Nuclear weapons tests many decades ago have left a radioactive legacy

Aboveground testing rained radioactive cesium across the planet

a giant mushroom cloud billows out from Bikini atoll, as seen from a nearby beach

The July 25, 1948, “Baker” nuclear weapon test in the Pacific. The U.S. military conducted the detonation at the Bikini Atoll, part of Micronesia. Water blasted into the air was highly radioactive, contaminating many military ships viewing the test. Ships that could not be decontaminated were later sunk off the coast of San Francisco.

U.S. Department of Defense/Wikimedia Commons/(Public Domain)

From the 1950s through the 1980s, the United States and Soviet Union built and tested thousands of nuclear weapons. Fallout from those tests has littered the planet with radioactive debris — a legacy that lives on.

U.S testing took place in western states and on Pacific islands. The Soviets also tested their nukes on Pacific islands as well as at sites in what is now Russia and Kazakhstan.

People living near nuclear sites were sometimes exposed to radioactive materials, known as fallout. Winds carried this toxic dust and other stuff downwind of the sites. That’s why U.S. communities in the wind’s path became known as downwinders.

Kate Brown has studied the health of people in downwinders. She’s a historian at the Massachusetts Institute of Technology in Cambridge. Their health records from the test era “show high levels of cancer, thyroid disease and other illnesses,” she says.

In the distance mushroom cloud reaches high up into the sky over a dry desert. In the foreground several uniformed troops are viewing the nuclear weapon test.
This photo captures the 1951 test of a U.S. nuclear weapon in the Nevada desert. Such bomb tests exposed troops and the public living downwind to radioactive fallout from the blasts.National Nuclear Security Administration/Nevada Site Office/Wikimedia Commons (CC0)
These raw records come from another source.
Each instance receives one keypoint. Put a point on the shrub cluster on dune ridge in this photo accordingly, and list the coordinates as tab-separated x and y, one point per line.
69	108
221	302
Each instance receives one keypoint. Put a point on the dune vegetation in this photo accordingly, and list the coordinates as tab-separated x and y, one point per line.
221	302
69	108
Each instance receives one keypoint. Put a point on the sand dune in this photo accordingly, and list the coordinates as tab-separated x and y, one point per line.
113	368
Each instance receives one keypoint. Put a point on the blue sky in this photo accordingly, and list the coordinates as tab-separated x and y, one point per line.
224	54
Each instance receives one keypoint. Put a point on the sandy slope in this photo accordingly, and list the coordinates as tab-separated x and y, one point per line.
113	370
Some radioactive materials decay in a few weeks or months. Others can take decades or even centuries. So they their threat can linger for a very long time.

One of the main radioactive substances released by nuclear explosions is cesium-137. It has a 30-year half-life. So 50 percent of what’s present will decay every 30 years.

Such long-lived elements are helping mark a major period in human history.

“Many geographers look for signs of the Anthropocene — the era when humans have altered life on Earth,” says Brown. Such signs can include bits of plastic or evidence of fossil-fuel use. But “the most common signal they find is radioactive cesium-137,” she says. A notable layer of that isotope and others (such as plutonium) were left behind in soil and sea sediments. They now serve as a lasting record of that relatively brief era of aboveground nuclear testing.